Seokjin rasanya ingin menenggelamkan dirinya sendiri ke danau di belakang sekolah ketika dengan polos Namjoon bertanya apakah mereka pernah bertemu sebelumnya. Kim Namjoon kecil yang dia temui ketika tersesat tidak mengingatnya sama sekali, atau mereka bukanlah orang yang sama?
Memang tidak ada yang spesial dari pertemuan itu, apa spesialnya dari 'bertemu hyung asing yang tersesat' dan mengantarkan ke kantor polisi serta menemaninya sampai si paman tiba, kemudian bersama-sama makan di sebuah warung ramyeon dan di antar pulang ke rumah. Tidak ada yang spesial sama sekali.
"Hei," Tepukan kecil di bahu mengejutkan Seokjin, Hyosang berdiri di belakangnya dengan wajah bangun tidur dan rambut yang acak-acakan.
"Kau terlambat," Seokjin berkata, menyerahkan bungkusan berwarna putih berisi side dish dari ibunya yang di kemas untuk pemuda yang kini duduk di sampingnya itu.
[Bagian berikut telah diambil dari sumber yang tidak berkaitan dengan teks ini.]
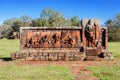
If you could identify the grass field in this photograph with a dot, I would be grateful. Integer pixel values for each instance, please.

Sahabat dan juga tetangganya sejak kecil. Hyosang menguap, tidak menyentuh bungkusan itu dan hanya mengusap wajahnya. Mereka sedang berada di kantin lantai satu.
"Jin, ambilkan air minum." Perintah Hyosang, Seokjin menatapnya sebal, mendengus kasar dan berjalan menuju dispenser di pojok kantin, kemudian menyerahkan gelas plastik berisi air tersebut pada Hyosang dan kembali duduk.
"Kau memotong rambutmu lagi, kalau ada waktu untuk sekedar pergi memotong rambut kenapa tidak pulang sehari saja? Orangtuamu selalu bertanya padaku!" Keluh Seokjin.
"Aku sedang sibuk, aku sudah di kontrak perusahaan besar untuk memproduksi sebuah lagu. Tidak ada waktu untuk bermalas-malasan, bisa-bisa aku di tuntut jika tidak menyelesaikannya sesuai perjanjian." Hyosang berkata menyesap habis air di dalam gelas.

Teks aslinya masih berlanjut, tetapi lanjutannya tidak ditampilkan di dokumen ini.